Hoje, mais do que isso, que se tenha um plano de enfrentamento também das consequências de uma pandemia descontrolada de forma proposital pelo governo federal. Será preciso planejar política que dê alívio, subsídio ao luto pela perda da vida de mais de 600 mil pessoas cujas mortes desampararam inúmeras crianças e adolescentes – hoje órfãos –, desestruturam famílias cujos idosos (o grupo inicialmente mais vulnerável ao adoecimento e morte pela Covid-19) muitas vezes amparavam suas famílias com a aposentadoria, ainda que de valores mínimos, mas que se responsabilizavam pela renda dessas pessoas todas vulnerabilizadas.
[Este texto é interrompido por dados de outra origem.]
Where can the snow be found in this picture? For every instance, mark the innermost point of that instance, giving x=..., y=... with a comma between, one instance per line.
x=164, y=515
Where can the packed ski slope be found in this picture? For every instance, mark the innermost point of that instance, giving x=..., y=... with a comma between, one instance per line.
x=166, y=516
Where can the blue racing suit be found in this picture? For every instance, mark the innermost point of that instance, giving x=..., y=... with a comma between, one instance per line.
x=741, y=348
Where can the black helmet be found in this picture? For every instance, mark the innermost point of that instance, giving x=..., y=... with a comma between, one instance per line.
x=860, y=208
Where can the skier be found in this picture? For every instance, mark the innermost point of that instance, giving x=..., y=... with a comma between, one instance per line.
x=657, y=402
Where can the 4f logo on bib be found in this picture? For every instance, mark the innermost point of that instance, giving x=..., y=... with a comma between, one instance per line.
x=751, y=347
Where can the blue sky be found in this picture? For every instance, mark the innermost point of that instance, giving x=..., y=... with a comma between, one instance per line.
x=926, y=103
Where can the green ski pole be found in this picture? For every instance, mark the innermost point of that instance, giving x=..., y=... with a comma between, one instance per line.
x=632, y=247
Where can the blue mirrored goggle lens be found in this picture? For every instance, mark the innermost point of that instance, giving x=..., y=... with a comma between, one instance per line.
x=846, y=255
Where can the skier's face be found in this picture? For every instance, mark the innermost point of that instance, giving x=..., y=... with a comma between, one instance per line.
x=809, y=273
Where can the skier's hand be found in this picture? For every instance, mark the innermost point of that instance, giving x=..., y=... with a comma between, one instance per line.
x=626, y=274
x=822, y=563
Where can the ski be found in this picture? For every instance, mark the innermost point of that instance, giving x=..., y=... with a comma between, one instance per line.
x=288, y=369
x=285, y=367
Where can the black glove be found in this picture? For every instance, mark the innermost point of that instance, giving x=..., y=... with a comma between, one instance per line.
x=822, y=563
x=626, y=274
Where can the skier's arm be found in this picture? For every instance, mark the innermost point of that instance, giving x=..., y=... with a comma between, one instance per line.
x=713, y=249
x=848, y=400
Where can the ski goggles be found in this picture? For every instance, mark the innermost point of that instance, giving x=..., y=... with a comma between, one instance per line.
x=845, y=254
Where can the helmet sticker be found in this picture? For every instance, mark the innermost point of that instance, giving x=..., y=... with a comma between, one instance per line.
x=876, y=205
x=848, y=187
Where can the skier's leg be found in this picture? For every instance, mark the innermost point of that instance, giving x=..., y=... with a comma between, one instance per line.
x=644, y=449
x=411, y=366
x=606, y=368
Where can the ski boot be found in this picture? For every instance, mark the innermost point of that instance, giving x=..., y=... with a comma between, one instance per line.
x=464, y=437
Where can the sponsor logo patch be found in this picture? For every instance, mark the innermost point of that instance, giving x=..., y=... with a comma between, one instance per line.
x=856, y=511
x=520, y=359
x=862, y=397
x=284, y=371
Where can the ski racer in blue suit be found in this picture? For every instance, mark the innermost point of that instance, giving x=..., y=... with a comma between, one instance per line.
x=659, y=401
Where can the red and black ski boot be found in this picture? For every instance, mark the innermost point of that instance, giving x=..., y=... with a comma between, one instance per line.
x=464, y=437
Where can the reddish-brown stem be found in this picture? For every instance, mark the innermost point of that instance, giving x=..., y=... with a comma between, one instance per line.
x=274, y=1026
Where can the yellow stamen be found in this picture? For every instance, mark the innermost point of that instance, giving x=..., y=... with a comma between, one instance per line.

As atividades do Centro Brasileiro de Estudos de Saúde (Cebes) na luta pela democratização da sociedade e a defesa dos direitos sociais, em particular o direito universal à saúde, foram intensificadas por articulação parceiras de pessoas e instituições, movimentos sociais, comprometidos com a reforma sanitária brasileira na expectativa de fortalecimento e mobilização contra essa atual conjuntura de sucateamento e desmonte do Sistema Único de Saúde (SUS) e dos direitos conquistados por meio da Constituição Cidadã!
A funesta agenda de reformas conduzidas neste período de pandemia, pelos neoliberais, segue centrada na austeridade fiscal e na redução do papel do Estado na economia e na defesa do bem-estar da população. Reformas trabalhista, previdenciária, tributária e de privatizações do Estado que não permitem crescimento e desenvolvimento da nação e que, paulatinamente, levam o País ao desemprego, ao retorno da fome e da miséria com pioras de indicadores de vida e de saúde, dos indicadores fiscais, contra a política de transparência da utilização dos recursos públicos e de combate à corrupção1.
A situação só se agrava, desde que foi registrado (26/02/2020) o primeiro caso de Covid-19 no Brasil, o primeiro caso de transmissão interna (05/03/2020) e a notificação da primeira morte por Covid-19 no País (17/03/2020). O SUS, como fortaleza nacional da saúde, por sua descentralização, regionalização e universalidade com capilaridade e cobertura territorial com rede de Atenção Primária à Saúde, contribuiu marcadamente para o enfrentamento da pandemia. Inicialmente, com abertura de leitos hospitalares e maior oferta de cuidados intensivistas, organizando a assistência clínica, para casos graves, na expectativa de redução do número de mortes, seguida da estratégia de dar suporte à saúde da população com atendimento, diagnóstico e acompanhamento dos casos leves a partir dos territórios locais2.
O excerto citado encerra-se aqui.